Former Canadian National Railways (VIA Rail) Station

Heritage Railway Station of Canada

Cobourg, Ontario
Exterior photo (© (M. Carter, Heritage Research Associates, 1993.))
Exterior photo
(© (M. Carter, Heritage Research Associates, 1993.))
Address : 563 George Street, Cobourg, Ontario

Recognition Statute: Heritage Railway Stations Protection Act (R.S.C., 1985, c. 52 (4th Supp.))
Designation Date: 1994-03-10
  • 1910 to 1911 (Construction)
  • 1896 to 1896 (Significant)

Event, Person, Organization:
  • J.M. Bearbrook  (Architect)
  • L.M. Watts  (Architect)
Research Report Number: RS-202

Description of Historic Place

The Former Canadian National Railways (VIA Rail) Station at Cobourg is a one-storey, brick-and-stone railway station, built in 1911 in the Romanesque Revival style. It is located high on a hill, midway between the historic downtown and the suburban commercial area of the city of Cobourg. The formal recognition is confined to the railway station building itself.

Heritage Value

The Former Canadian National Railways (VIA Rail) Station at Cobourg represents the Grand Trunk Railway’s (GTR) efforts to consolidate existing facilities and maintain its dominance in the lucrative Ontario markets, in the face of rising competition from rival railways. The construction of a replacement station at Cobourg helped propel the town’s agricultural and tourism economy during the pre-war period of prosperity.
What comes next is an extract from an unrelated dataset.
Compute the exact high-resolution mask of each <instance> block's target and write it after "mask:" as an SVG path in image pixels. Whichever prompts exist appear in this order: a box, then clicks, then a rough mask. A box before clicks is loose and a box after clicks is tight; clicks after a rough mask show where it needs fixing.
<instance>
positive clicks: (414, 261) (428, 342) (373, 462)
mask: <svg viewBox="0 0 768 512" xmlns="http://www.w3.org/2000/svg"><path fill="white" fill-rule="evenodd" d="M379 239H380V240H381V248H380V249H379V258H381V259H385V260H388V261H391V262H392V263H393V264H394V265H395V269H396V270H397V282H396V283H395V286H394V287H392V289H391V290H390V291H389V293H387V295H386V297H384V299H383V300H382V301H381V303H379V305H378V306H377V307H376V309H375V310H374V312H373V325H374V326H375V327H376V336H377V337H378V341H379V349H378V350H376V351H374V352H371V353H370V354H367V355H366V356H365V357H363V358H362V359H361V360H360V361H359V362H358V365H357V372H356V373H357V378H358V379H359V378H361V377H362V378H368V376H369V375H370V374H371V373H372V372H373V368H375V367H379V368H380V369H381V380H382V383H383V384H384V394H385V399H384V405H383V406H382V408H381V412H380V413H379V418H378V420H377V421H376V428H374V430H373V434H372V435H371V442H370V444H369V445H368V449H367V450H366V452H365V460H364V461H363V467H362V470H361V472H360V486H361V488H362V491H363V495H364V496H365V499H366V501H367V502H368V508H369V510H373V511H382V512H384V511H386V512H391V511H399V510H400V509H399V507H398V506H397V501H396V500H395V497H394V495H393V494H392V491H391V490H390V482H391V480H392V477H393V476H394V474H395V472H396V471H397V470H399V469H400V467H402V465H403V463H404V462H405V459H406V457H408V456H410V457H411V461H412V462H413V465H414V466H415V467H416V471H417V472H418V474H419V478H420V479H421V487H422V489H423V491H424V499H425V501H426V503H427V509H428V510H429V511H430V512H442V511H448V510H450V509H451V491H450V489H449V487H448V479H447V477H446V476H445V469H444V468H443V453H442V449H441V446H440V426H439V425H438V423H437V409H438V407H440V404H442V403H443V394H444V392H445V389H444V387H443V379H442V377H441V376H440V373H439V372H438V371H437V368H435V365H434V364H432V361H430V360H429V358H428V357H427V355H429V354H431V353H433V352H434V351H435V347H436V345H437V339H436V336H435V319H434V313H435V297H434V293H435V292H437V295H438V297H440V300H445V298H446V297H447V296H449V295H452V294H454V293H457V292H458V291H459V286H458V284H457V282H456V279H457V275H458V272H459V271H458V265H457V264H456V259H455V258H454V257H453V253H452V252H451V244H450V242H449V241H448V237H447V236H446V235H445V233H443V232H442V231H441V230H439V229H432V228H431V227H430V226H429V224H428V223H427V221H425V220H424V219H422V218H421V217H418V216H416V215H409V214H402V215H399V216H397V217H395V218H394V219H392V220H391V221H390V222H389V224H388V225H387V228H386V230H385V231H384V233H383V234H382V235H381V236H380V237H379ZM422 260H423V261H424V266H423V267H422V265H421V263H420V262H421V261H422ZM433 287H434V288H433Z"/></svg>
The Cobourg railway station is a good example of a late, Romanesque Revival railway station. Designed by GTR architect J.M. Bearbrook in 1896, and adapted for use in 1910-11 by GTR architect L.M. Watts, its features are characteristic of late-19th-century Victorian design.

The station retains its relationship to its site, including the adjacent tracks and sidings and the associated adjacent area of industrial and residential development. The building is prominently located and is considered locally significant.

Sources: Heritage Character Statement, VIA Rail Station, Cobourg, Ontario, March 1994; M. Carter, Railway Station Report 202, Former Canadian National Railways (VIA Rail) Station, Cobourg, Ontario.

Character-Defining Elements

Character-defining elements of the Former Canadian National Railways (VIA Rail) Station at Cobourg include: its simple and essentially symmetrical massing, consisting of a rectangular, hip- roofed, centre block, flanked by equal; slightly lower and narrower, hip-roofed wings, with central, hip-roofed bays projecting from the centre block on both track and street elevations; features characteristic of late-19th-century Victorian design, including the polychromatic use of materials, the broad, hipped roofs and the wide, arched openings; its Romanesque Revival style, evident in the solid base of battered, rock-faced, coursed ashlar, the distinct separation of gray, granite base and dark-red, brick wall, the wide-arched window and door openings, the proportions of window to wall surface which maintains the dominance of the wall, the strongly fortified corners with hammered-finish, granite quoins and the wide, projecting eaves; its uniformly pitched, hip-roofed form, with a slight bell cast at the eave; the limited range of building materials, including red brick walls, stone base and trim, and wood window units; its cut-stone trim, including keyed door-and-window jambs with arched, moulded tops, a projecting, moulded belt course, corner quoins, lug sills at shorter windows and a rock-faced, coursed base rising to window-sill height; the regular placement and configuration of wide, arched window openings, varied by the incorporation of functionally placed doors within the window units; surviving original wood doors; surviving original wood window units, consisting of a single, double or triple division with one-over-one, double-hung sash and superimposed, leaded-glass transom; surviving original interior woodwork in the waiting room, including: “V”-joint, ceiling boarding, bracketed ceiling cornice, picture moulding, window-and-door trim and elaborate, boarded wainscot; surviving original interior woodwork in the baggage room, including “V”-joint, wall boarding, window-and-door trim and simple, boarded wainscot.